Now it might save her life if she could be fast enough.
She ran to the pilothouse and lifted the top of the chart table. Gallons of seawater poured out. She reached into the cubby space among the ruined journals and floating pencils and grabbed the roll of duct tape. Then she pulled the fillet knife from its sheath, held the handle against the end of the boat hook, and wound the roll of tape around until the knife handle was secure. She ripped the tape with her teeth, tossed the roll aside, and turned to go back into the cockpit.

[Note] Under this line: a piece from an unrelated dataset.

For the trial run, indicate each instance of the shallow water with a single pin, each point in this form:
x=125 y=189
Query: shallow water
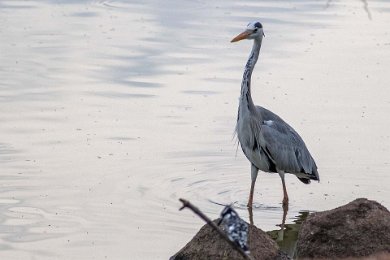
x=112 y=110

Kelly stopped dead on the side deck when she looked up to the bow. While she’d been taping the knife to the boat hook,
La Araña
had slowed its engines to a crawl and allowed
Freefall
to drift up to its stern.
A man from
La Araña
was standing on
Freefall
’s bow, holding a three-foot length of steel pipe. This time, the boats were close enough and the sea was calm enough this close to the iceberg that Kelly could hear Dean screaming.
“Kill him, Kelly! Kill him!”
She looked at the boat hook in her hands, the long knife taped there, its blade pointed out. Her plan had been to lean over the bow pulpit and reach past the chain to slice the tow rope. It had been a pretty good plan. But it had just gone overboard. The boat hook could still save her life, though. She’d just have to use it like an eighteenth-century boarding pike. She felt along the aluminum rod for the joint between the two sliding pieces, found it, and twisted it. She never took her eyes off the man at the bow as she extended the rod to about seven feet and twisted it again to lock it.
The man at the bow hefted the pipe and let it slap twice against the fingers of his gloved left hand. Then he started toward her, still holding the pipe one-handed. He’d taken off his welding mask, and when he got close enough, she could see his brown eyes behind the filthy fleece-lined balaclava that covered his face. She’d have given anything to have the laser back. Or a shotgun.